Thad could read it all, and he knew what it meant—concern.
Concern for Jo.
“Agent Parker,” Thad said, racing toward another intersection. If he went left, he’d be at the beach. Public enough to maybe discourage the Russians from firing. But also public enough to put innocent lives at risk. He turned right. Deeper into Russian territory, deeper into danger, but he wasn’t too concerned for his own safety, not even with bullets peppering the pavement behind him.
“Yes, this is Agent Parker. To whom am I speaking?” Fast words, eager words.
Before Thad could answer, two men turned a corner in front of him, machine guns held aloft. No time to think, Thad dove into a shop at his side, bursting through the front door, slamming it so hard the glass shattered. A local hardware store. The man behind the register froze, eyes going wide. He pointed deeper into the shop. Thad had no choice but to trust there would be a back door. He raced down the aisle, hearing guttural shouts in a foreign tongue behind him. The Russians were close. Too close.

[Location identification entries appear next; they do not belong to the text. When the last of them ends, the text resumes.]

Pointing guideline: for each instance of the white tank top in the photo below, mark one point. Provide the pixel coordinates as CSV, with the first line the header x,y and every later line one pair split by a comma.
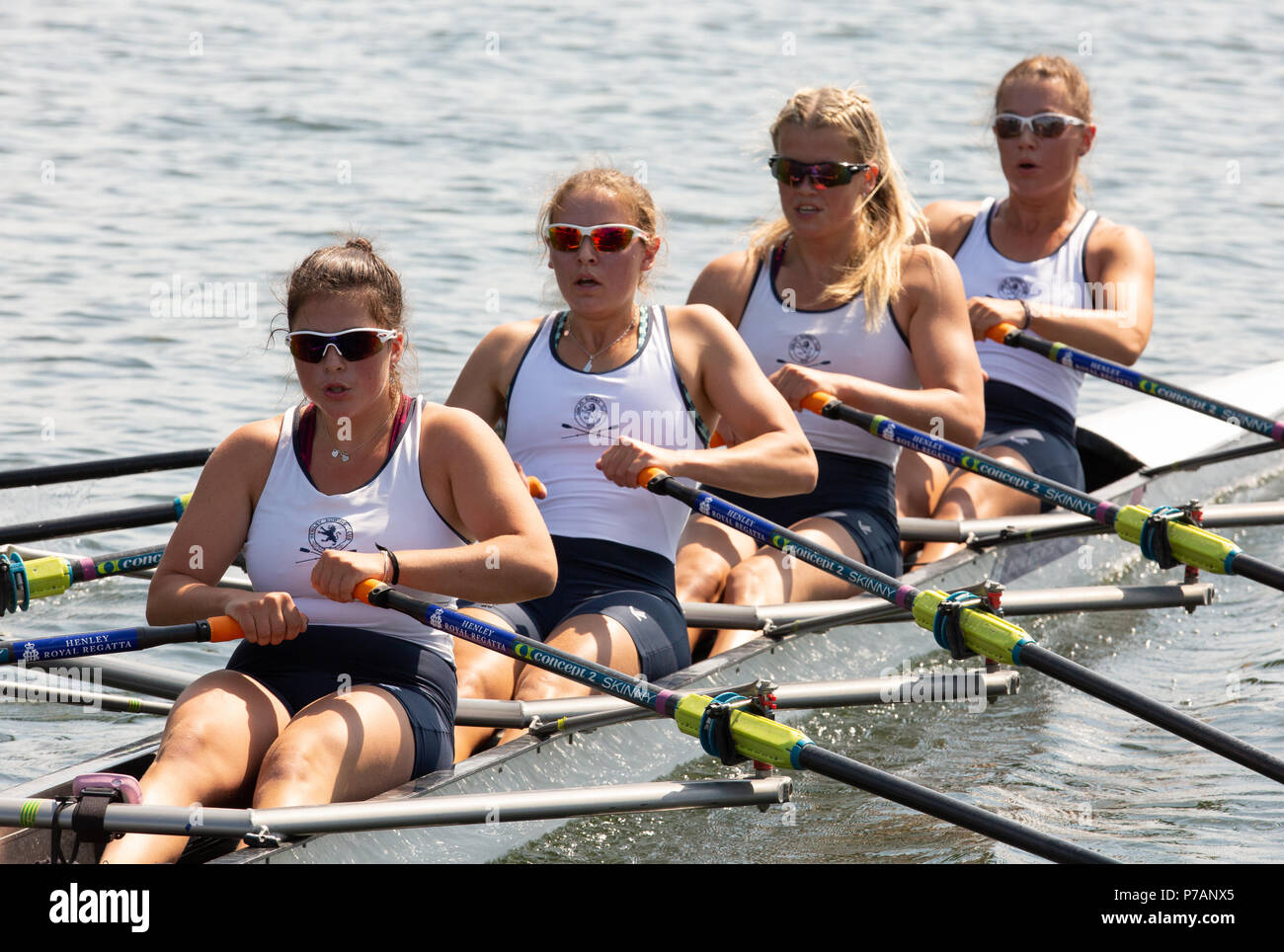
x,y
294,522
561,420
836,342
1060,279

“Hello?” The Fed again, voice staticky. “This is Agent Nate Parker. To whom am I speaking?”
Thad stormed past the bathrooms and into a back hall, praying the call didn’t drop. “I think you know.”
His voice came out smooth as butter, not at all concerned.
Good.
Never let them see you sweat.
“Ryder?” the Fed demanded through the phone. “Ryder, is that you?”
Why, yes. It is. But Thad would never give the man the satisfaction. One common denominator, Jo, did not make them allies.
Footsteps echoed behind him, growing louder and louder.
A door loomed ahead.
Please. Please.
“Ryder!” the Fed shouted, desperation obvious, fear obvious. “Where—”
“Jo is in danger,” Thad interrupted as he ran into the door at full speed, forcing it open, and spilled into an alley lined with trash. “I can’t get to her in time. You need to save her.”
And then he hung up.
The call was short enough they’d never be able to trace it, which meant the Feds would have no reason to go after Thad. Parker would be free to go after Jo, the way the panic in his voice made it obvious he would.
Thad dove to the ground just as the metal door he’d exited slammed open. He rolled, wincing as the art tube crunched beneath his weight, and slid underneath a car parked in the alley. Then he held his breath and listened.
Boots stomped past.
One set. Then two. Then three.
Deep voices spoke low enough he couldn’t hear. Thad strained his neck but couldn’t see what the men were doing or where they were going.
If I make it out of this—
He broke off the thought. It was dangerous to question, to doubt.
He would live.
He would find a way to contact Jo.
Then he would get her out of this mess.
Because he was Thaddeus Ryder. Forger. Professional thief. Escape artist extraordinaire. And there was no situation so dire, so hopeless, he couldn’t lie, cheat, or steal his way free. Not yet. Not now. Not ever.